# Fare cut in 48 markets starting tomorrow - are you on the list?



## ElectroFuzz (Jun 10, 2014)

Albuquerque
Atlanta
Austin
Baltimore
Baton Rouge
Charlotte
Cincinnati
Cleveland
Columbus
Connecticut
Corpus Christi
Dallas
Denver
Detroit
Fayetteville, NC
Fresno

Grand Rapids
Hampton Roads
Indianapolis
Inland Empire
Jacksonville
Kansas City
Lansing
Lexington
Lincoln
Louisville
Madison
Miami
Milwaukee
Minneapolis
Modesto
Oklahoma City

Orlando
Palm Springs
Portland, ME
Providence
Raleigh-Durham
Richmond
Sacramento
Salt Lake City
San Antonio
San Diego
Santa Barbara
Spokane
Toledo
Tucson
Tulsa
Wilmington, NC

Source:

http://blog.uber.com/PriceCut2015

*If you are on the list please post the new rates*


----------



## luckykid (Jan 9, 2015)

Milwaukee uberX 20%
Base: 1.10
Mile - $0.90
Minute - $0.18
Safe - $1.00
Minimum Fare - $4.00
Cancellation Fee - $5.00

uberXL 28%
Base- $2.85
Mile - $1.95
Minute - $0.35
Safe - $1.00
Minimum - $7.00
Cancellation Fee - $5.00

I don't know how anyone can make money on uberX without a guaranteed minimum.


----------



## Luberon (Nov 24, 2014)

Whoa... It has started already... The UberApocalyse.... Complete with standard bulls#t packaging... Let everyone enjoy the power of reduced fares!


----------



## Yuri Lygotme (Jul 27, 2014)

And the poor guys who took the Santana deal....


----------



## Ehmtbescrewingus (Oct 16, 2014)

I am sitting by the warm fire when I'm typically heading out for a 4 hour run. 20 degrees with black ice, screw them (let them walk or take a cab)


----------



## Ehmtbescrewingus (Oct 16, 2014)

Really think they are heartless bastards , after they made their money on NYE and drivers suffered. If someone has insight into hell you might see the place reserved for the Uber executive team, please throw a log in for me so the fire is extra hot.


----------



## Raquel (Jan 9, 2015)

Sacramento...
1.00 Base
0.90 a mile
0.18 min
4.00 min..
5.00 cancellation


----------



## Raquel (Jan 9, 2015)

At the new Sacramento rates, I'm not driving anymore.. F#ck Uber..


----------



## Mike Hay (Dec 24, 2014)

Indianapolis... X XL
Base Fare $1.25 $2.85
Per Mile $0.80 $1.75
Per Minute $0.18 $0.30
Safe Rides Fee $1.00 $1.00
Minimum Fare $2.25 $3.85
Cancellation Fee $5.00 $5.00


I deactivated tonight.


----------



## Minneapolis uber captain. (Jan 9, 2015)

MINNEAPOLIS UBER X .
BASE FARE $ .60 
PER MILE $1.30 
PER MINUTE $0.17 
SAFE RIDES FEE $ 1.00 
MINUMUM FARE $ 5.00
CANCELATION $ 5.00 

With those rates screw Uber I will be at home on weekends enjoying my favorite TV shows with family .......here comes the downfall Of Uberkistan.....Tyrants .


----------



## UberBlackPr1nce (Dec 28, 2014)

How the heck is the cancellation more than the ride lol for crying out loud. I rather go to a client In hope of a cancellation. You have 90 seconds to get to my door, open it, put on a seatbelt or I'm canceling as a no show.


----------



## good4life (Oct 4, 2014)

Atlanta's Rates X XL
Base Fare $1.15 $3.00
Per Mile $0.95 $1.90
Per Minute $0.16 $0.30
Safe Rides Fee $1.00 $1.00
Minimum Fare $5.00 $8.00
Cancellation Fee $6.00 $6.00


----------



## Beachbum in a cornfield (Aug 28, 2014)
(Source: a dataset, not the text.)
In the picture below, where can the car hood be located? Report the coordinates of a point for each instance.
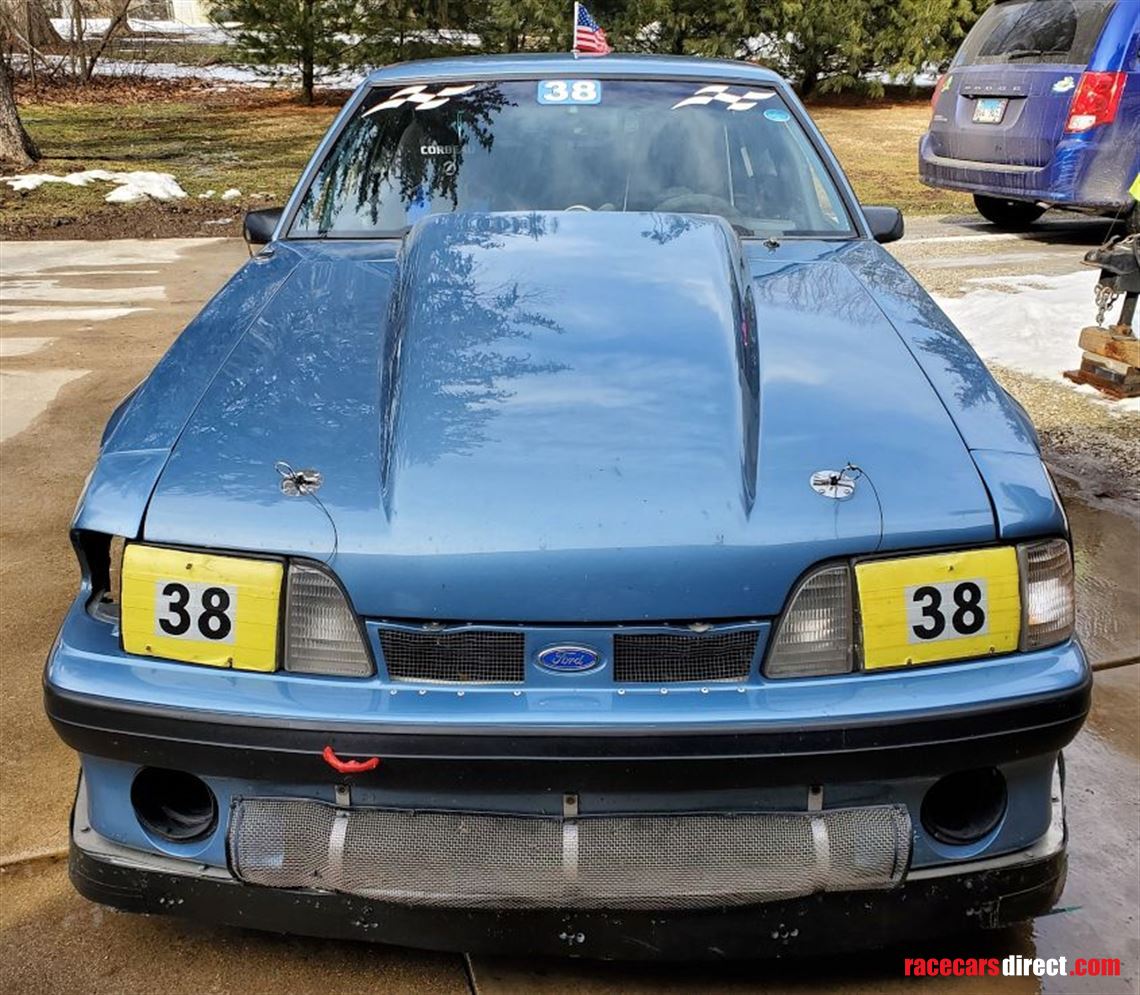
(555, 417)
Once again Uber has created a solution in search of a problem. Never once have I heard a single pax complain about rates!!!! They complain about surge and they are correct to do so. Uber cites NYC as their test case (lived there 35 years)...NY is the land of the 5 buck fair which Uber seems to covet so much (since it is their highest retention of revenue at almost 40%). This company is run by accountants and lawyers and it shows!!! Anyone who has ever been in business knows you use price to retain or increase market share only if your competition forces the issue. That is sooo not the case here!!!!... My guess is they want to force Lyft out of the game Their "incentive" program is intended to drive more 5 dollar fares and basically discourage double dipping (Lyft and Uber). Lets hope most of us are ahead of them....spent my whole professional life outwitting the lawyer/accountant complex because they have a habit of looking in the rear view mirror. This will not stand....not with those of you who think!!!


----------



## rharvie45 (Dec 16, 2014)

These are the new rates for Spokane, WA.


----------



## UberRey (Sep 1, 2014)

rharvie45 said:


> These are the new rates for Spokane, WA.


Wow. 70 cents a mile??? Are you truly driving with that rate?


----------



## rharvie45 (Dec 16, 2014)

No. I quit today. Spokane is overrun with drivers from both companies and also has a small downtown.


----------



## Worcester Sauce (Aug 20, 2014)

Yuri Lygotme said:


> And the poor guys who took the Santana deal....


amen....poor bastards


----------